Division of Colorectal Surgery, Department of Surgery, Seoul St. Mary's Hospital, College of Medicine, The Catholic University of Korea, 222 Banpo-daero, Seocho-gu, Seoul, 137-701, Korea.
Division of Colorectal Surgery, Department of Surgery, St. Vincent's Hospital, College of Medicine, The Catholic University of Korea, Suwon, Korea.
Int J Colorectal Dis. 2018 Apr;33(4):383-391. doi: 10.1007/s00384-018-2982-1. Epub 2018 Feb 14.

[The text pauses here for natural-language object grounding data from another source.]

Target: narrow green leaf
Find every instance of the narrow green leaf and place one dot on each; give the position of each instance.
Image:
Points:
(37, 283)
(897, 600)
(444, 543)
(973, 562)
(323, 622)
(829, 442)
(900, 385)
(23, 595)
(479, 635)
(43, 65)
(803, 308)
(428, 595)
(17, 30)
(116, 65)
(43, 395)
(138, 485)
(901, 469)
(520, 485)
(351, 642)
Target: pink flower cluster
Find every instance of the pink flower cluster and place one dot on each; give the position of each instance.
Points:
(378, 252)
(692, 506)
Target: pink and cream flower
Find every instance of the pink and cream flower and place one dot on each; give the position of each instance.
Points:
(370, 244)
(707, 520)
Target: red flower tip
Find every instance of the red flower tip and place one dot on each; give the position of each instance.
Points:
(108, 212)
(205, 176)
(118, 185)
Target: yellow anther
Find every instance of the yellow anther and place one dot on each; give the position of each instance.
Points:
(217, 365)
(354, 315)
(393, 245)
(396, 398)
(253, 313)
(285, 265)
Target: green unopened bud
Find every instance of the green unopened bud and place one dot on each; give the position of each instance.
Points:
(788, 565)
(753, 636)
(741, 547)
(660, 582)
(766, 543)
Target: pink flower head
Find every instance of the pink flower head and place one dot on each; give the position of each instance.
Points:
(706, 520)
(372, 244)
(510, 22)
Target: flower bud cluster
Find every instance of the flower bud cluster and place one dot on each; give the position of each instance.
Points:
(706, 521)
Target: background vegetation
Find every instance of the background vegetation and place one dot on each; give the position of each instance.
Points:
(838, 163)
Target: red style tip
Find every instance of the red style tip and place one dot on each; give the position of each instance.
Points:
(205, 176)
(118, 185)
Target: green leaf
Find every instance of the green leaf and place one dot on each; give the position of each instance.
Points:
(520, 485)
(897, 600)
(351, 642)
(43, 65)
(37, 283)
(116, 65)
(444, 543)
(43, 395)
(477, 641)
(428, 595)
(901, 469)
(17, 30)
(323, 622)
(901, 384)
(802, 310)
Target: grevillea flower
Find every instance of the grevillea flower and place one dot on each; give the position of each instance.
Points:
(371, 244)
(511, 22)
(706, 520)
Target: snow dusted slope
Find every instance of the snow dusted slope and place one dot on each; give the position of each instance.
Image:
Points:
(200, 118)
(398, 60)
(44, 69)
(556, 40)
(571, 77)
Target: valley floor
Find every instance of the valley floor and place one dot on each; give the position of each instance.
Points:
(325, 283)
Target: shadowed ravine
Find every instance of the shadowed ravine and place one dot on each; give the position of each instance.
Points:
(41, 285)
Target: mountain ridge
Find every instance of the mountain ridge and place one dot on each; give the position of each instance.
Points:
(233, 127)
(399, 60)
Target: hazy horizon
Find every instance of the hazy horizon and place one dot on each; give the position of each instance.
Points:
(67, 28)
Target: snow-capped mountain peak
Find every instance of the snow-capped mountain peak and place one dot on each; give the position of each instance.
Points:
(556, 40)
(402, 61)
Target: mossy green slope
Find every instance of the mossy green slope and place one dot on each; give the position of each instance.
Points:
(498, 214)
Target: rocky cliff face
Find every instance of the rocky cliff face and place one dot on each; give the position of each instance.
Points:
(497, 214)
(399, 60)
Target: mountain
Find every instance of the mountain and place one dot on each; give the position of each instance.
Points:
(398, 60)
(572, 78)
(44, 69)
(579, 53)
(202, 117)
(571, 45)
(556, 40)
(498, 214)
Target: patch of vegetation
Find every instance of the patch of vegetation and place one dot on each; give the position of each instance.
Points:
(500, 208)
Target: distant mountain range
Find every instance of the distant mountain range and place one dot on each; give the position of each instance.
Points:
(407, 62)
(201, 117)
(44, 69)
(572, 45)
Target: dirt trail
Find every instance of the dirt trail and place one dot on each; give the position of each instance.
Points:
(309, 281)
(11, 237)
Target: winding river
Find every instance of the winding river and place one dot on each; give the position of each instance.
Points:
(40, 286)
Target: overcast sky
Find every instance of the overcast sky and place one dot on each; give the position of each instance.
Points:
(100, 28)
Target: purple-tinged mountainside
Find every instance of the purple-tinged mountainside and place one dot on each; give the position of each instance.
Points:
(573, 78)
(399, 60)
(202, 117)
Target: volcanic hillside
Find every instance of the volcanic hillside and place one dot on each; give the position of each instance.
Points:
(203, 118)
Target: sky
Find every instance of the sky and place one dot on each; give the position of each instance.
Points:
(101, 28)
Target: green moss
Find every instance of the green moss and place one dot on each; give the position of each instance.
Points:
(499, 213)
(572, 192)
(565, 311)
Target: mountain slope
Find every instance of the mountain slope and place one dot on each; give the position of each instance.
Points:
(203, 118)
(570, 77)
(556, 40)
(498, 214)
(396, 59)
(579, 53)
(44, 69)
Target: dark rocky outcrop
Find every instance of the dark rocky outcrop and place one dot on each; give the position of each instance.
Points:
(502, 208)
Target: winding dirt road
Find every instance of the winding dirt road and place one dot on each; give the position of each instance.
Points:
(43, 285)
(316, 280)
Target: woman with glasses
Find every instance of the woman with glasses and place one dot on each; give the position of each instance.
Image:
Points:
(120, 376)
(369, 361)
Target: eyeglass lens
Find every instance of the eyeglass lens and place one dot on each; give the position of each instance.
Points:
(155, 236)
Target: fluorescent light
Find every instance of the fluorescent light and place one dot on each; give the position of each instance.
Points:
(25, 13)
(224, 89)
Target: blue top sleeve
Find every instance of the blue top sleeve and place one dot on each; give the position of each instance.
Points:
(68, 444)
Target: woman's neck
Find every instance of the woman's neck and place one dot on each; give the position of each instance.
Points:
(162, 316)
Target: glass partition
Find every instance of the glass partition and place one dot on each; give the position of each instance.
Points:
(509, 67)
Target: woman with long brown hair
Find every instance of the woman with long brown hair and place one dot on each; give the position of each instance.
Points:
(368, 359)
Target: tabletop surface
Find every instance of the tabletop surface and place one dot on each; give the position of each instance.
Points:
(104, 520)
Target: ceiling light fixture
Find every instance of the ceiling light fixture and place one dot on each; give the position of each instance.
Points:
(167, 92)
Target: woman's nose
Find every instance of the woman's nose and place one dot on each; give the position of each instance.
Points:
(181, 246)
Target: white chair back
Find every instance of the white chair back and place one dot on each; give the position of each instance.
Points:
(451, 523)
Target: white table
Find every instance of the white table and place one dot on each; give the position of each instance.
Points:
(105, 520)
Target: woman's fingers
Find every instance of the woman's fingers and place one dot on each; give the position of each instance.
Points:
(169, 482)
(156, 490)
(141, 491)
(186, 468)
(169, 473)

In early rectal cancer cases, the use of local excision is increasing. The general indication for local excision is based on the preoperative stage, but there is often a discrepancy between pre and postoperative stages. We sought to determine the indications for local excision in T1 rectal adenocarcinoma patients by comparing the preoperative clinical and postoperative pathological stages. A second aim was to compare the oncologic outcomes between local excision and radical resection.
Between 2004 and 2014, 152 T1 rectal adenocarcinoma patients were enrolled. We divided the subjects into two groups, local excision and radical resection, depending on the modality of treatment the patients initially received. The group of patients who underwent radical resection was subsequently subdivided into "excisable" and "non-excisable" groups based on the postoperative pathology.
Of 152 patients, 28 patients (18.4%) underwent local excision, while 124 patients (81.6%) underwent radical resection. Of 124 patients, in clinically suspected T2 or less and N0 (93) cases, 50 patients (53.8%) needed treatment beyond local excision, and local excision was sufficient for 43 patients (46.2%). The 3-year overall survival (p = 0.393) and 3-year disease-free survival (p = 0.076) between the local excision and radical resection groups showed no significant difference.
The clinical T stage was overestimated in more than half of the cases. Therefore, if cT1/2 tumors with cN0 are suspected preoperatively, local excision is initially recommended and will allow for determination of underlying pathology. The clinician can then decide whether to monitor or intervene with radical resection.
在早期直肠癌病例中,局部切除的应用正在增加。局部切除的一般适应证基于术前分期,但术前和术后分期往往存在差异。我们旨在通过比较术前临床分期和术后病理分期来确定 T1 直肠腺癌患者行局部切除的适应证。第二个目的是比较局部切除和根治性切除的肿瘤学结果。
2004 年至 2014 年期间,共纳入 152 例 T1 直肠腺癌患者。根据患者最初接受的治疗方式,将患者分为局部切除组和根治性切除组。根据术后病理,将接受根治性切除术的患者进一步分为“可切除”和“不可切除”两组。
152 例患者中,28 例(18.4%)行局部切除术,124 例(81.6%)行根治性切除术。在临床怀疑 T2 或更低和 N0(93 例)的 124 例患者中,50 例(53.8%)需要超出局部切除的治疗,43 例(46.2%)局部切除即可。局部切除组和根治性切除组的 3 年总生存率(p=0.393)和 3 年无病生存率(p=0.076)无显著差异。
超过一半的病例中临床 T 分期被高估。因此,如果术前怀疑 cT1/2 且 cN0 肿瘤,建议首先行局部切除,以明确潜在的病理情况。然后,临床医生可以决定是监测还是行根治性切除。